For a while I did that thing that happens to a lot of moms, where I got so caught up in caring for the kids, particularly the new baby, that I put my own issues aside. But after a few months (and my maybe-Lyme-Disease scare) I began to feel situated and pursued my own little health overhaul, which was less about doing lots of things differently and more about catching up on preventive stuff. Dentist, eye doc, and the like. And as I got to thinking about it, I realized that the greater DC-area is a veritable haven for doctors of all types. Seriously, there are a gazillion of them here, for anything you could possibly think of. So I figured I'd see if I could find one who was knowledgeable about spinal things, and see if (s)he knew about this procedure I'd been thinking about/avoiding for several years, and see if I might be a candidate for it...later on, of course. I don't know why I kept thinking "later on," but there you have it.

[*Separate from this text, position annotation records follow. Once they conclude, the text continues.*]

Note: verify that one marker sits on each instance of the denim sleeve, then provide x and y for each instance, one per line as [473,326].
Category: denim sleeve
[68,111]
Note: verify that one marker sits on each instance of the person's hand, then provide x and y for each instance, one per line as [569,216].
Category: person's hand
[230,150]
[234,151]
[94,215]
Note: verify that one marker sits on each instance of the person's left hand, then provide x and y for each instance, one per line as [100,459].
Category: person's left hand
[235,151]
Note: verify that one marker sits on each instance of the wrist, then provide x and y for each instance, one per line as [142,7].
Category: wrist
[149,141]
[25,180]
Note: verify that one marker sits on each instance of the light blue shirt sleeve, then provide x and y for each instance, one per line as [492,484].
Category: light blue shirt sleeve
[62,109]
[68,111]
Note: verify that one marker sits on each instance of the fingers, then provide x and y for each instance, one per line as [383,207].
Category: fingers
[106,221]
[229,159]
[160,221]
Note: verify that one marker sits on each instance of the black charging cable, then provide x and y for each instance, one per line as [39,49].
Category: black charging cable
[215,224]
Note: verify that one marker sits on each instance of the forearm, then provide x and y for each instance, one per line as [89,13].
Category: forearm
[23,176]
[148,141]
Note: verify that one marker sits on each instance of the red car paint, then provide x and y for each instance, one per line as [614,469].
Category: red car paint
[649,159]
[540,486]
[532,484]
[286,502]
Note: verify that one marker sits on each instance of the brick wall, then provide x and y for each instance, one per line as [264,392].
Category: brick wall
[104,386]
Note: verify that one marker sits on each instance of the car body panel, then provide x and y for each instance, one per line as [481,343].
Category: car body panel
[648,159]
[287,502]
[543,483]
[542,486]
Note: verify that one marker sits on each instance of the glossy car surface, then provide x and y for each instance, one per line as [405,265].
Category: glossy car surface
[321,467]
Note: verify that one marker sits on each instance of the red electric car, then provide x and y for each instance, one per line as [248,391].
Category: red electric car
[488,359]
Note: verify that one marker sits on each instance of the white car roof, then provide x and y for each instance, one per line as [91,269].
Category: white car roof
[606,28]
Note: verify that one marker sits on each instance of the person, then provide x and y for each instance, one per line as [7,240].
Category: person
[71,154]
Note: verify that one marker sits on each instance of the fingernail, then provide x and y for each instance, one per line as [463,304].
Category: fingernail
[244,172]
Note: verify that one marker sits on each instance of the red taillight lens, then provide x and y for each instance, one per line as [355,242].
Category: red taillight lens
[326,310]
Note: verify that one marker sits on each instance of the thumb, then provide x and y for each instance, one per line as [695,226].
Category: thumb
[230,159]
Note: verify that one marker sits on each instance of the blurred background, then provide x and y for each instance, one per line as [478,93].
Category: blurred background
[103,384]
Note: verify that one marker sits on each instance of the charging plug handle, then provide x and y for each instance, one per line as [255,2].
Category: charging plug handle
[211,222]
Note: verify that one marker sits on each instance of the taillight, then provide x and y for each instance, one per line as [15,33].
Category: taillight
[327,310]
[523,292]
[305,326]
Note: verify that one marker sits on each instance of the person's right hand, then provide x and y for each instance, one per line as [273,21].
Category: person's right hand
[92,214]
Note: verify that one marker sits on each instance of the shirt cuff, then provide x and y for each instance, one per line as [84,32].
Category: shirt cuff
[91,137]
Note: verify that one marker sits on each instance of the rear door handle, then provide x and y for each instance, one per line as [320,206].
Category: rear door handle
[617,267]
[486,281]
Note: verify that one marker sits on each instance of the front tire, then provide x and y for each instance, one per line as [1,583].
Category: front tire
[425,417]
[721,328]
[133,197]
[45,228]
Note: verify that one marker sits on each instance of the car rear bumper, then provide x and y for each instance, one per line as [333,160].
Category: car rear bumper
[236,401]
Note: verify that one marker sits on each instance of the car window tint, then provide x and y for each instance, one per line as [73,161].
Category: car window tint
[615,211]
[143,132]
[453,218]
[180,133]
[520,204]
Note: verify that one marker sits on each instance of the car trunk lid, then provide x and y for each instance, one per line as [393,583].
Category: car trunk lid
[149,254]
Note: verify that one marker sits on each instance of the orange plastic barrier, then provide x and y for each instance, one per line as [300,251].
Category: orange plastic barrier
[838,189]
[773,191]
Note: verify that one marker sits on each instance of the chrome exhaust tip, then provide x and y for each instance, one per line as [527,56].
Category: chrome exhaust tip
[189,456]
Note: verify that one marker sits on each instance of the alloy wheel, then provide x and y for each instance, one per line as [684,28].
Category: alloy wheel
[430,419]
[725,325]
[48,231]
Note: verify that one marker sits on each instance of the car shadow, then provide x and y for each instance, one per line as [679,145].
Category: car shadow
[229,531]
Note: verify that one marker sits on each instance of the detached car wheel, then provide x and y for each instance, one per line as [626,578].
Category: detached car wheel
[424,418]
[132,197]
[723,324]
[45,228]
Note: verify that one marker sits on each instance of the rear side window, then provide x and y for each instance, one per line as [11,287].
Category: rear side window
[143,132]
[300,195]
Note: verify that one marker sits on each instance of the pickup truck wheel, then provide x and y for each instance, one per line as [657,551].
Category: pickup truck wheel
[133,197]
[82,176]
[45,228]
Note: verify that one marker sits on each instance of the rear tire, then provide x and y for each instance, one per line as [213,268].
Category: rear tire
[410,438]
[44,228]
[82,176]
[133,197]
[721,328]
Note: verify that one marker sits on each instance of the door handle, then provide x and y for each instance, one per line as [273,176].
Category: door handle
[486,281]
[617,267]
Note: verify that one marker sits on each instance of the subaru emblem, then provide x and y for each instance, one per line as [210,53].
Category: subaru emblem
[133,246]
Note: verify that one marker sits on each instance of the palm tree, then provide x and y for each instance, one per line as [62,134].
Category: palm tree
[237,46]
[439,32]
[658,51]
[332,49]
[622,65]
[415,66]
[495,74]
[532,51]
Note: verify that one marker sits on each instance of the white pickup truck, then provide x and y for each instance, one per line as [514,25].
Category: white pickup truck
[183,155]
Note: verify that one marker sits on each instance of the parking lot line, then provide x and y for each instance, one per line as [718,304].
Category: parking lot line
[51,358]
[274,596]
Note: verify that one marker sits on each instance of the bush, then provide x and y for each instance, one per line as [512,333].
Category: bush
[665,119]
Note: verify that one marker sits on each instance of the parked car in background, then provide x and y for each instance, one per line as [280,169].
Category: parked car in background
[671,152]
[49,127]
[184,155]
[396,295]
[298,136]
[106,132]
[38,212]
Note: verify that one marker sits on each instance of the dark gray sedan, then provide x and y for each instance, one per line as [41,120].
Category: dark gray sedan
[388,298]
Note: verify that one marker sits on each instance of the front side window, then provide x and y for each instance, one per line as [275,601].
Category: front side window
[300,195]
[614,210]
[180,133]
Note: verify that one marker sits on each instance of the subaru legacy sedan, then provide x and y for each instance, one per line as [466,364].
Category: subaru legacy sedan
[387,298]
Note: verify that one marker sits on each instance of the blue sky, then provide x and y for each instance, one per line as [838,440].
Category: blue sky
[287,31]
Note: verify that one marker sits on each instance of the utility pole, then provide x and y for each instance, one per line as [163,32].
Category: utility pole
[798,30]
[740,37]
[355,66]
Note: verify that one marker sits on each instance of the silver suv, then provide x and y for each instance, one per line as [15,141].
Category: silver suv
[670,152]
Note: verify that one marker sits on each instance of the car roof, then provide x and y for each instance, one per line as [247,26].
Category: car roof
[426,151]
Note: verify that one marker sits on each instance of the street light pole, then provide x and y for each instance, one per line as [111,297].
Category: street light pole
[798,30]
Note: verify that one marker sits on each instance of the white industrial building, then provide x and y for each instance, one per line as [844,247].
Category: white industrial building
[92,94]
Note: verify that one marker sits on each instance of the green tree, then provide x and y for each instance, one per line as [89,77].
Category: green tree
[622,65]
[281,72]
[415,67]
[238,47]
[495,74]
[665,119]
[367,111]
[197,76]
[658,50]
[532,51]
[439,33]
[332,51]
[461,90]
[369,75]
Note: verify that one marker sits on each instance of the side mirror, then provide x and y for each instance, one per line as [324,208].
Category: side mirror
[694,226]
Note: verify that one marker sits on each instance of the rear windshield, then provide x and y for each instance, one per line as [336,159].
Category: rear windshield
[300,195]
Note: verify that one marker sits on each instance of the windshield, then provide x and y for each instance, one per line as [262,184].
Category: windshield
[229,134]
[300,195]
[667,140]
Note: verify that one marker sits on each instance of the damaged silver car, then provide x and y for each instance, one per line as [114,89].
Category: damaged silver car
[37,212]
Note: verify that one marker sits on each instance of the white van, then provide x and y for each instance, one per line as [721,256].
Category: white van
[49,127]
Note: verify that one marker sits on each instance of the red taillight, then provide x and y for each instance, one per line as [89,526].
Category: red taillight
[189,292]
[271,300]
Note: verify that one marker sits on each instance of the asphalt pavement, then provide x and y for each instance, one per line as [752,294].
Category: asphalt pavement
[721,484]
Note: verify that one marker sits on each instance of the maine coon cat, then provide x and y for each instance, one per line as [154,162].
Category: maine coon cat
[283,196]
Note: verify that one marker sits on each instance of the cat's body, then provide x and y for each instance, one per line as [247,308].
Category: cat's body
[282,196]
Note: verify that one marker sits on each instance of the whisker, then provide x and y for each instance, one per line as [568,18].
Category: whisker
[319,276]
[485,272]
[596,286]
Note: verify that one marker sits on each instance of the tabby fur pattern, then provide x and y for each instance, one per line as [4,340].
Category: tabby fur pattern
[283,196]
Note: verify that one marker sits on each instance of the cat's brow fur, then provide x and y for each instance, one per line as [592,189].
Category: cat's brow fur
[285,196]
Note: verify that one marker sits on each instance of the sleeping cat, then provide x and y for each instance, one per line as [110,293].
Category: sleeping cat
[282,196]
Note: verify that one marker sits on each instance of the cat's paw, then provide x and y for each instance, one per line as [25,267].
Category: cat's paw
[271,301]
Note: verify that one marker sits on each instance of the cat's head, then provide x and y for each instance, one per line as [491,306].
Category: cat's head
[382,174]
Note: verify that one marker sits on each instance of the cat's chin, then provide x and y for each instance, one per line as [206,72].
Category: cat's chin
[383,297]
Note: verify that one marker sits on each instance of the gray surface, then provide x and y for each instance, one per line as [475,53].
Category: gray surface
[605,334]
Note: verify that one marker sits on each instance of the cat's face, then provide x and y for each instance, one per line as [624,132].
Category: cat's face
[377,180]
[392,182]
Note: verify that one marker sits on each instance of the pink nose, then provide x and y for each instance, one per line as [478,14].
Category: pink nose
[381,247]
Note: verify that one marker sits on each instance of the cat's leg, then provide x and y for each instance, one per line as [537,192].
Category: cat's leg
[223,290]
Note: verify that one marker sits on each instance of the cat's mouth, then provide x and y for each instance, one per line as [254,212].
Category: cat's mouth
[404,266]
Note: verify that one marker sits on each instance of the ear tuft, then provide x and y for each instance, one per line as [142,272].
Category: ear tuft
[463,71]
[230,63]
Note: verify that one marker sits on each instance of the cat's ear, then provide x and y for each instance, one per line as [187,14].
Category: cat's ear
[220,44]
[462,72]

Well. It turns out in the 10 years or so since my diagnosis, there has been great advancement in the medical community's overall knowledge and acceptance of SI joint dysfunction and the treatment options available.  I did some serious digging on the internet (like 10 minutes) and found an entire medical GROUP dedicated to spine stuff, who takes my insurance. I made the appointment and prepared a big long speech. After years of explaining and re-explaining my issues and maladies, I was ready to self-advocate in a big way, only to have the doc go "Oh, here's this one move you can do. Go get some X-rays and an MRI, and come back in a month and I'll do the prolotherapy on you." And I did some huge mental prep work, because prolotherapy involves needles and I kind of hate needles, and it truly wasn't very much fun, but it was over within 20 minutes. 

I've decided that's how life is a lot of the time. When you're lucky you see the significance of the bigger moments ("Markers," if you will). I certainly saw the significance of getting a 19 year injury corrected.  But on the other hand, there is often a certain nonchalance about it. I was ready for a fight. I was ready for the profound struggle, many visits if necessary, the motivational montage, and possibly my own segment on 20/20 about overcoming adversity, but in the end it was 20 minutes of unpleasantness followed by a weekend of bed rest and then back to real life for the most part.